Prior to that, Premier Inn secured three sites capable of accommodating a total of 527 rooms at South Great George’s Street, Jervis Street and at Castleforbes Business Park.

LAST YEAR WAS a particularly strong one for the purchase of hotel sites in Dublin, with more than €100 million spent by international operators looking to capitalise on the city's thriving tourist economy.

But while some argue that Dublin is being overwhelmed by the development of hotels at present, it should be borne in mind that both these new arrivals and the city’s established hotel stock could be vastly and rapidly reduced – if investors decide that the lands they occupy could be put to a more profitable use. One doesn’t have to look too far back in history to find instances where some of Dublin’s highest-profile hotels faced the wrecking ball as their owners sold up to developers intent on the delivery of residential and other forms of commercial development.

The most striking example of this was when the Gallagher and Doyle families secured in excess of €700 million from developer Seán Dunne for the 400-bed Jurys and 185-bed Berkeley Court hotels in Ballsbridge, and the sale to Bernard McNamara of the 501-bedroom Burlington Hotel, the 179-bedroom Montrose Hotel in Donnybrook and the 109-bedroom Tara Towers Hotel in Booterstown.

The disposal of those five properties took place against the backdrop of a wider realignment of the then Jurys Doyle hotel group’s business, which also saw the €1.65 billion sale of the Jurys Inn chain of budget hotels to Quinlan Private.

While Dunne never got to realise his own ambitions for the redevelopment of the Jurys and Berkeley Court hotel lands, the Dublin 4 site is now being transformed by former rival Joe O’Reilly’s Chartered Land into a high-end residential scheme known as Lansdowne Place.

The Berkeley Court has already been demolished and replaced by several apartment buildings, while the former Jurys trades as the Ballsbridge Hotel in advance of its own removal and redevelopment.

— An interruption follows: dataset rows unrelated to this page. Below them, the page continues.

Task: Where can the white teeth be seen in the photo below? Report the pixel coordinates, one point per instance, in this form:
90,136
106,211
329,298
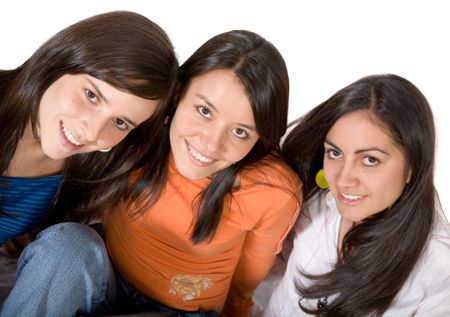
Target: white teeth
200,157
351,197
70,137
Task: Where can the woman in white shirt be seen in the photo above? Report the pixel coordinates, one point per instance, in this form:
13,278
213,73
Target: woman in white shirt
371,239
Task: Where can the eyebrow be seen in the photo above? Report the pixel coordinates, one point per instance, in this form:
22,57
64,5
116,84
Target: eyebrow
205,100
98,92
358,151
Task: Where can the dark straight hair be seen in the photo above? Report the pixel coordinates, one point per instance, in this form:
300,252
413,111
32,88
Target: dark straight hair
262,71
379,254
124,49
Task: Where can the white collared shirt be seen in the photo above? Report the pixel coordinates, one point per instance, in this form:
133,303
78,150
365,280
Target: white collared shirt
425,293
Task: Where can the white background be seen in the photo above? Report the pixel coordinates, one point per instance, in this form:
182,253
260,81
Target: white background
326,44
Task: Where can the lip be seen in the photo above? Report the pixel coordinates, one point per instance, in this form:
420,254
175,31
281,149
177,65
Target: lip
65,142
194,159
348,201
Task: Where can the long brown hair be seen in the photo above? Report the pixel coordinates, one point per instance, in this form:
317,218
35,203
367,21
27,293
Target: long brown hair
124,49
262,71
380,253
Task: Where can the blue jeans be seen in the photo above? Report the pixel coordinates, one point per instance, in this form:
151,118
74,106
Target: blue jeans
64,272
67,272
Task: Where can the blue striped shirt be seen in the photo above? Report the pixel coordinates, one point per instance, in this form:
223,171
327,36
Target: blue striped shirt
26,202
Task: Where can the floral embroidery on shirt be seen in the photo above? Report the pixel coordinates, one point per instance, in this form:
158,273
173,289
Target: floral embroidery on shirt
189,286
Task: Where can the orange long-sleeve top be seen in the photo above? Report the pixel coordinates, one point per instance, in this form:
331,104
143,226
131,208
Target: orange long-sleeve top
155,254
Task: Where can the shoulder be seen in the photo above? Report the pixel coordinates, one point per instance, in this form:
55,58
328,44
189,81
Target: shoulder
270,171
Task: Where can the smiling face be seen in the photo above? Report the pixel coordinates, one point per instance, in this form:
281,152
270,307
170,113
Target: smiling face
366,171
79,113
213,126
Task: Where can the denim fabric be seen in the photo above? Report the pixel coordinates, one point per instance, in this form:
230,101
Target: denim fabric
141,303
67,272
64,272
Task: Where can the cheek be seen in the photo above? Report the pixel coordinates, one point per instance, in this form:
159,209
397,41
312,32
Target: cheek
329,171
238,151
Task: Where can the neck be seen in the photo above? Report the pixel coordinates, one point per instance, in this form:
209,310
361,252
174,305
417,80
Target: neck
344,227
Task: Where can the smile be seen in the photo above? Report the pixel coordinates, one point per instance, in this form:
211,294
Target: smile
351,197
69,136
199,157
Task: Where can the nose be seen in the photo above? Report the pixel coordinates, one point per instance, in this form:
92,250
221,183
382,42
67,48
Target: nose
347,176
213,139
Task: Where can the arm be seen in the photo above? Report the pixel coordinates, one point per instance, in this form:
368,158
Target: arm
263,242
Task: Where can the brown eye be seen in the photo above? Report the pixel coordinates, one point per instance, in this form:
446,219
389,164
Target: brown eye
240,133
90,95
204,111
121,125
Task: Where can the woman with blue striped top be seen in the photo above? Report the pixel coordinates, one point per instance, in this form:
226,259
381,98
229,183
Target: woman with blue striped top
78,113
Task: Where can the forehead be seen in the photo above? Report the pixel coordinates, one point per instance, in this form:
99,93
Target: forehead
360,129
223,90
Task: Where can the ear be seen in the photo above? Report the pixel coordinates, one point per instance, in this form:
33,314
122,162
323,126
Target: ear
408,178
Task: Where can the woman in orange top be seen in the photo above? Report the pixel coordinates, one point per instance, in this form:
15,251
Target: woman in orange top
206,215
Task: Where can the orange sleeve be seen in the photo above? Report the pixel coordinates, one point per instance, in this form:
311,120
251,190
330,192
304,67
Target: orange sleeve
262,243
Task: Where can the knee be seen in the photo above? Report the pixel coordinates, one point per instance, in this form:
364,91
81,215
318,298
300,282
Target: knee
67,240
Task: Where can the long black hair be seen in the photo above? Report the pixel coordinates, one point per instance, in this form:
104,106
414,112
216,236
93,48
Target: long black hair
262,71
378,254
124,49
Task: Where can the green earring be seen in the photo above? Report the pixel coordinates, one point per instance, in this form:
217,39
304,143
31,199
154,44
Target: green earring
320,180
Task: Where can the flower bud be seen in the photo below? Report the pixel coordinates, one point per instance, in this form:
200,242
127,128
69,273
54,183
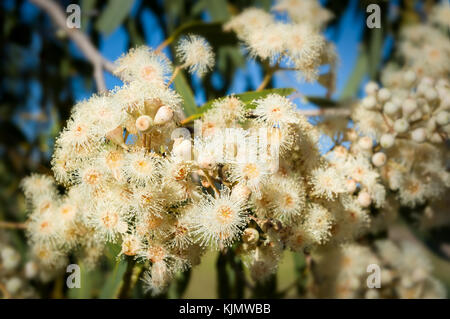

The Burlington Hotel, meanwhile, continues to trade successfully, having changed hands twice in the years since the crash.

Had the Irish economy not imploded shortly after developer Bernard McNamara’s original €288 million boom-era acquisition of the Dublin 4 property, both it and then adjacent headquarter premises of Axa Insurance would have been demolished and replaced as part of a €1 billion mixed-use scheme comprising offices, apartments and retail.

The Montrose Hotel, Dublin 4, didn’t make it through the crash and recovery. Following its sudden closure in 2010, the landmark property favoured by generations of American tourists was redeveloped as student accommodation.

The Tara Towers Hotel on Merrion Road was demolished last year. It is being replaced with a new hotel by the Dalata Hotel Group and a scheme of 69 apartments which the hotelier has forward sold to Ireland's largest private residential landlord, Ires Reit.